Un des projets de loi qui tiennent au cœur du président Kaïs Saïed est celui de la modification de l’article 411 du code du commerce relatif aux chèques sans provision. Le chef de l’État ne veut plus que les émetteurs de chèques en bois aillent en prison et parle d’expériences comparées à l’étranger. Si cette loi passe, l’économie nationale risque d’en pâtir gravement.

Kaïs Saïed est connu pour dire et répéter les mêmes choses dans ses discours et ses communiqués nocturnes. La question de l’article 411 du code du commerce, relatif aux chèques sans provision fait partie de ces choses qu’il dit et répète.

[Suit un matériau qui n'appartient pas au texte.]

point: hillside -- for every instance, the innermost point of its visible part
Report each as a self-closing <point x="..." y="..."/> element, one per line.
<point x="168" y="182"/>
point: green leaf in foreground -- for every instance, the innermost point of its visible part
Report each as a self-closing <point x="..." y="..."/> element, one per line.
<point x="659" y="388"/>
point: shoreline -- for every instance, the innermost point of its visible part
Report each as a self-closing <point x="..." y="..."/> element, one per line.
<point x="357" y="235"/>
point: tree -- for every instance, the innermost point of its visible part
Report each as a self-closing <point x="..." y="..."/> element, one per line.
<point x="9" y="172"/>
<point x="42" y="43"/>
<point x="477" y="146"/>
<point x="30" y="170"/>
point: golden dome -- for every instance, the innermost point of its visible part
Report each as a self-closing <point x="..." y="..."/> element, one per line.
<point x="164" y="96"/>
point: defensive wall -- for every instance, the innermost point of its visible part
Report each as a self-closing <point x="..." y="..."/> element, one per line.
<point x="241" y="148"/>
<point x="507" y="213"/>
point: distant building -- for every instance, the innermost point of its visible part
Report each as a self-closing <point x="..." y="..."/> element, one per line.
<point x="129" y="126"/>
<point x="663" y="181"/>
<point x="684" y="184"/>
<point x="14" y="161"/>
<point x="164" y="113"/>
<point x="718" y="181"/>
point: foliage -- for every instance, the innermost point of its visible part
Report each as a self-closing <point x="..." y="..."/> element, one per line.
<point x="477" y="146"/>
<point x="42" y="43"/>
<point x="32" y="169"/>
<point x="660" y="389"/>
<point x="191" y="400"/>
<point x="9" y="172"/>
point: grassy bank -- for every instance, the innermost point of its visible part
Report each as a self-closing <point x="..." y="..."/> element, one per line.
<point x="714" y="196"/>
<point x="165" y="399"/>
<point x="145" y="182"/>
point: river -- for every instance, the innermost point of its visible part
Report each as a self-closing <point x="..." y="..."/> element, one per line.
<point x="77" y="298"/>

Ainsi, il a évoqué l’article 411 pas moins de cinq fois au cours des six derniers mois. Le 23 mai, le 9 juillet, le 10 novembre et le 15 novembre avec Leïla Jaffel sa ministre de la Justice et le 24 octobre avec son chef du gouvernement Ahmed Hachani. C’est dire si le président de la République est insistant pour faire passer ce texte qui, paradoxalement, a du mal à passer ! C’est quand même bizarre qu’un président de la République soit obligé de revenir sur le sujet cinq fois en six mois, sans qu’il n’obtienne de résultat palpable et que le projet de loi soit présenté à l’assemblée.

L’article 411 du code du Commerce mentionne : « Est puni d’un emprisonnement pour une durée de cinq ans et d’une amende égale à quarante pour cent du montant du chèque ou du reliquat de la provision à condition qu’elle ne soit pas inférieure à 20% du montant du chèque ou du reliquat de la provision ».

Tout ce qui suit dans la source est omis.